Throughout history uncertainty has generated religious (primarily Christian) groups who interpreted contemporary events in millenarian terms claiming the end of the world was nigh. During the English Civil War some thought they were about to witness the Second Coming of Christ to establish the 1000 year reign of King Jesus. Similar groups sprang up during the Enlightenment, one of which was headed by Joanna Southcott, who in 1792 claimed she had been visited by the Spirit of Truth. She transmitted her experience to writing and consigned them to "The Great Box" where they remained unread until 1801. Her followers claimed some of her prophecies had come to fruition. Southcott invited Bishops and clergy to attend "trials" of her writings and judge whether they were divinely inspired. They refused to do so and her writings were locked away. Southcott announced herself as the woman referred to in the Book of Revelation, claimed she was pregnant aged 64, would give birth to the new Messiah but died shortly after her prophecy was not fulfilled.
In 1919 a small number of middle class ladies, including a vicar's widow by the name of Mabel Barltrop, formed the Panacea Society to advocate Southcott's ideas and persuade the bishops of the Church of England to open Southcott's box in order to understand end of world events which Southcott believed would occur in 2004. Although Barlthrop was born 52 years after Southcott died she believed she was Southcott's child, a daughter of God and renamed herself Octavia. The Panacea Society, initially known as the Community of the Holy Ghost, was based in Bedford. The campaign to open Southcott's box was stepped up and a property prepared in Bedford for the Messiah to live in after the Second Coming. In 1927 psychic researcher Harry Price told an audience of 400 at Church Hall, Westminster, he would open Southcott's Box which he showed to them. Although Price had a reputation for exposing fraudulent mediums, on this occasion he was the fraud.

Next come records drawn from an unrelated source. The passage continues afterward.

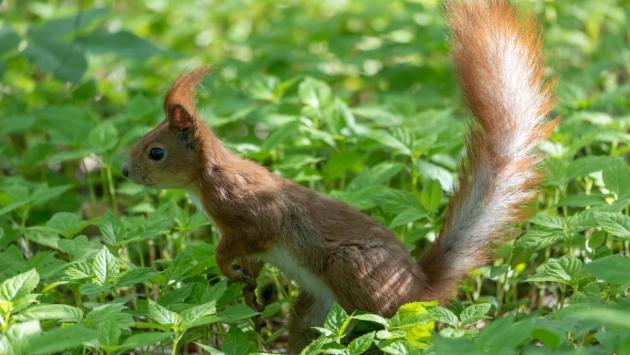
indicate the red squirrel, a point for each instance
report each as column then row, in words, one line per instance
column 338, row 254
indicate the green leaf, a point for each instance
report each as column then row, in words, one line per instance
column 474, row 313
column 67, row 224
column 136, row 275
column 105, row 266
column 444, row 315
column 103, row 137
column 162, row 315
column 566, row 270
column 375, row 318
column 387, row 140
column 111, row 311
column 549, row 222
column 337, row 320
column 361, row 344
column 617, row 178
column 279, row 136
column 139, row 340
column 109, row 333
column 236, row 342
column 19, row 286
column 8, row 40
column 122, row 43
column 61, row 312
column 59, row 340
column 210, row 350
column 407, row 216
column 65, row 61
column 614, row 269
column 313, row 92
column 194, row 316
column 431, row 195
column 236, row 312
column 616, row 224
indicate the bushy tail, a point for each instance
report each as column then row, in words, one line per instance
column 500, row 70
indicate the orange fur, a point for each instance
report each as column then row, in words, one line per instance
column 338, row 254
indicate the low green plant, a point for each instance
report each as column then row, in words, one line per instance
column 351, row 98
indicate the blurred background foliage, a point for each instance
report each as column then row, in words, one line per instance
column 357, row 99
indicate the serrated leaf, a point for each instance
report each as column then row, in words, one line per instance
column 566, row 270
column 59, row 340
column 66, row 224
column 407, row 216
column 616, row 224
column 136, row 275
column 313, row 92
column 361, row 344
column 19, row 286
column 336, row 320
column 122, row 43
column 474, row 313
column 617, row 178
column 444, row 315
column 105, row 266
column 614, row 269
column 109, row 333
column 375, row 318
column 235, row 313
column 162, row 315
column 431, row 195
column 139, row 340
column 236, row 342
column 193, row 316
column 61, row 312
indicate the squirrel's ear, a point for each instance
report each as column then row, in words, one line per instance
column 179, row 117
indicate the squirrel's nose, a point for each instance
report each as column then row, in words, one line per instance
column 125, row 170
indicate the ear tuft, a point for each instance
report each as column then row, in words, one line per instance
column 179, row 117
column 179, row 102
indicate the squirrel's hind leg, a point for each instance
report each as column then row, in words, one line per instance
column 306, row 312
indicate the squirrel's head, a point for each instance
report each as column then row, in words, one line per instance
column 173, row 153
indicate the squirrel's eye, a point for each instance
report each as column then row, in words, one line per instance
column 156, row 154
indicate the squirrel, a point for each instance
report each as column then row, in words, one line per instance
column 336, row 253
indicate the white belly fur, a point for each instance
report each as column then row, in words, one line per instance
column 287, row 263
column 321, row 293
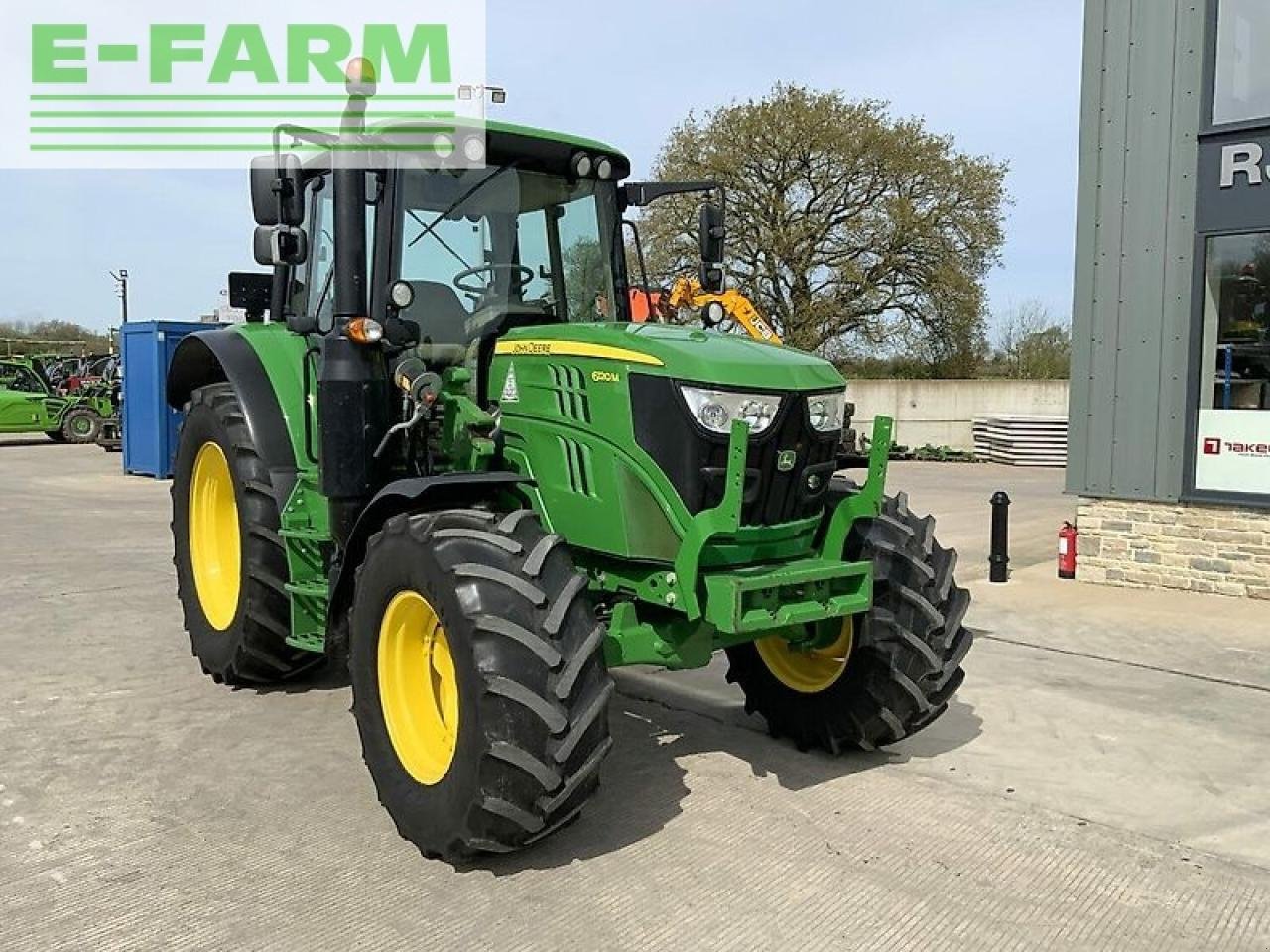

The authentic Box was actually in a bungalow in Morecambe.
Octavia believed the property owned in Bedford was the original site of the Garden of Eden. The Society's task was to prepare for the Second Coming and identify the 144,000 people who would enjoy immortal life on earth. Many people enjoyed that privilege on payment of a fee. It would appear Octavia herself did not pay as she died in 1934 and in the years that followed active membership of the Society dwindled to a handful. Olivia - and many of her female apostles - had been suffragettes thus emphasising the link between social and spirtual unrest as liberalism finally collapsed. The dislocation caused by the Great War, the appearance of Bolshevik atheism and the impact of modernity provided an environment which lacked the certainty for which the Society was looking. Shaw points out that the Panaceans were, as with other pessimist groups of the inter-war years, part of a what Richard Overy called, "networks of anxiety". Overy's groups included eugenicists, socialists, peace activists, psychoanalysts and marginalised intellectuals. Such pessimism was contagious and explains to a large extent why the 1930s was full of groups looking for a better life on earth, deluded Marxists amongst them.
To accommodate their break from traditional Christian dogma the Panaceans wrote a new theology which replaced the Trinity with a four-fold concept of God in which God was both Father and Mother. Emily Watson claimed she was the voice of the Divine Mother with the authority to prescribe what members could and could not do. Although Octavia and Watson tended towards total control (not much different from that exercised by Mrs Pankhurst and Tony Blair) their inability to meet challenges to their views, particularly on sexual matters, on an equal footing, was a major factor in the Society's decline. Octavia's theology came from a variety of sources but settled on the claim that historical theology was the theology of male domination. In addition, she investigated popular Spiritualism, Occultism and Theosophy drawing out those parts she considered helpful in explaining her four-fold concept of God.
Octavia's followers, who lived in the Bedford community, were primarily middle-class females who were disenchanted with organised religion. Married women were excluded. She set about appointing twelve female apostles, each one having been born under a different sign of the zodiac. She became obsessive, refusing to walk 77 steps from her house lest Satan attacked her. She contended there were some who were predestined to live forever. These would prepare for that eventuality by "overcoming" one's personality, aided by detailed instructions on what, and what not, one should do, no matter how trivial the task. Drifting into a world of their own imagination they declared in 1923 that Emily Goodwin was the personification of Eve. Octavia's late husband, Arthur, "had been Jesus in Christ's second incarnation on earth" and her marriage to him divinely determined. Resentment built up against Octavia's demand for complete loyalty. Her interpretation of reality alienated her children.
Left wing critics suggest Shaw failed to explain the delusional aspects of Octavia and her group. Such criticism is unfounded. Shaw has provided a comprehensive record of the Panacea Society and its most prominent members. She makes no secret of Ocavia's mental health history, neither does she record approval of the ideas of Octavia or the Society. What she does is to provide a comprehensive account of the people and the Society in the historical framework in which they existed. Anyone considering the social and historical context of post World War One society will find Shaw has written a comprehensive and scholarly account which, while it will not be of interest to many, is, in its own terms, worth five stars.